Today we had a relaxed start to the day, made all the better thanks to a call from home. Lovely to hear news and to talk with our wonderful offspring.
Once we got going, we walked down past the Cutty Sark and into the Old Royal Naval College, which is now the tourist information centre for Greenwich and which has some good displays of artifacts dug up on the site. A good place to get an idea of the layers of occupation of the site.
We tagged along on a free tour of the area, admired the breathtaking view of Chistopher Wren's neoclassical symmetry, gazed mournfully at the gate where Anne Bolyen departed on her last trip down the river to the tower, and paid our respects to the memorial to Admiral Thomas Masterman Hardy in the splendid Chapel of St Peter and St Paul.
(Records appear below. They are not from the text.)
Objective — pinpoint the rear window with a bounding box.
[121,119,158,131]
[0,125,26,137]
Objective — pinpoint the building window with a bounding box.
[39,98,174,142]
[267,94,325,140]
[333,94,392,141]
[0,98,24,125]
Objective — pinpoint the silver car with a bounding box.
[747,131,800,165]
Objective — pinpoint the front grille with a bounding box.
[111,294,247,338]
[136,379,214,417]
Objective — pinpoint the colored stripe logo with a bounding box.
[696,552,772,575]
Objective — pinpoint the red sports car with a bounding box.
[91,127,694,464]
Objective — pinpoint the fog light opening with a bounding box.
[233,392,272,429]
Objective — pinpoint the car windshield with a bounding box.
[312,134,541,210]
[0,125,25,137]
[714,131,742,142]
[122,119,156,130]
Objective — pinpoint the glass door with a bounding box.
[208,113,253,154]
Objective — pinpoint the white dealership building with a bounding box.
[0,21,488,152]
There is a family tradition, to which my dad subscribed, that our branch of the Hardy's is somehow connected to the Admiral's. Hardy is a certainly a big name in Greenwich, as we passed Hardy's Sweet Shop, and the Admiral Hardy Hotel.
After lunch we headed over to the National Maritime Museum. Wonderful collection but somehow we struggled with it - the presentation seemed geared more for a younger school kid audience, lots of amazing facts and artifacts, but not strung in any coherent narrative that we could discern. But I am glad to have seen it, and the staff go out of their way to be helpful.
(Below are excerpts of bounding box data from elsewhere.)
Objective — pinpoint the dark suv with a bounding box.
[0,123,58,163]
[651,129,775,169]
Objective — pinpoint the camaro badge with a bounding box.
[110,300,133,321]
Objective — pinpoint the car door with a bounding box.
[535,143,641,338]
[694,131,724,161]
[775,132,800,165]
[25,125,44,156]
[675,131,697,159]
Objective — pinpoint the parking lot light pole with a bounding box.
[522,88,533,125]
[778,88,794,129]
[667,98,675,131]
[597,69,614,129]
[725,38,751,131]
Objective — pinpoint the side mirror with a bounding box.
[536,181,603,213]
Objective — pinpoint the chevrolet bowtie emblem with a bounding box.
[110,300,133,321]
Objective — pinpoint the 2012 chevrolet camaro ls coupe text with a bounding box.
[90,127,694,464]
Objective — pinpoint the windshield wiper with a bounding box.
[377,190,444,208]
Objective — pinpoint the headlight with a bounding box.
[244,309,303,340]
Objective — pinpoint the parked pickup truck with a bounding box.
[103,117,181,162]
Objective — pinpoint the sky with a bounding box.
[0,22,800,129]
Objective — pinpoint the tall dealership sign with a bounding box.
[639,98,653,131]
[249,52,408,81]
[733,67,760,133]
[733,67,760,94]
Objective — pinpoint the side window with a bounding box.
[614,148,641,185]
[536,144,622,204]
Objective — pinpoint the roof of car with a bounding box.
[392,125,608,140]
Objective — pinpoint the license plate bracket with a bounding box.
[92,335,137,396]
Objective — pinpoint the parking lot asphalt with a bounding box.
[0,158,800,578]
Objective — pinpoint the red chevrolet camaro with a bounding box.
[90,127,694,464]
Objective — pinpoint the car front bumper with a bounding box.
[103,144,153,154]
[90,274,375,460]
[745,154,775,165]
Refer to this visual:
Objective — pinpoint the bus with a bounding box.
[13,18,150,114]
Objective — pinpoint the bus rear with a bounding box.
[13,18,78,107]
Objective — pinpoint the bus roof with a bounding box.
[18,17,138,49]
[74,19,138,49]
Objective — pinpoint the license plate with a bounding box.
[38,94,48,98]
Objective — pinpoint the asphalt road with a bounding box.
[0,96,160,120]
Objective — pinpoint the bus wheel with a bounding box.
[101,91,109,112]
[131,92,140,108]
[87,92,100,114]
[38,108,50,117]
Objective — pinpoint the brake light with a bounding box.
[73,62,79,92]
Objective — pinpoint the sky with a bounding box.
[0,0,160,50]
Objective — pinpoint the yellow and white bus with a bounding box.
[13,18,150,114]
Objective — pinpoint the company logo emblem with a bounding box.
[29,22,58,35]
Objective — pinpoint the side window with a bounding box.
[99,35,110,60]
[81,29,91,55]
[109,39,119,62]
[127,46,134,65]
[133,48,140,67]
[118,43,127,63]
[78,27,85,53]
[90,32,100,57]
We then met up with a friend from the Camino. John and I walked across the Meseta together, and a more congenial companion for the challenges of that stretch would be hard to find. It was a treat to see him again, and, gentleman that he is, he has offered to drive us next week to a couple of destinations that are hard to get to by public transport.
We pottered home in the sunshine of a lovely afternoon, passing through Greenwich market and circumnavigating the church of St Alfege, "dedicated to Alege, the Archbishop of Canterbury, who was martyred by Vikings on this site in 1012", according to my Greenwich Guide.
Tomorrow we collect our two day London passes, and Anne has been planning carefully so we can make the most of them.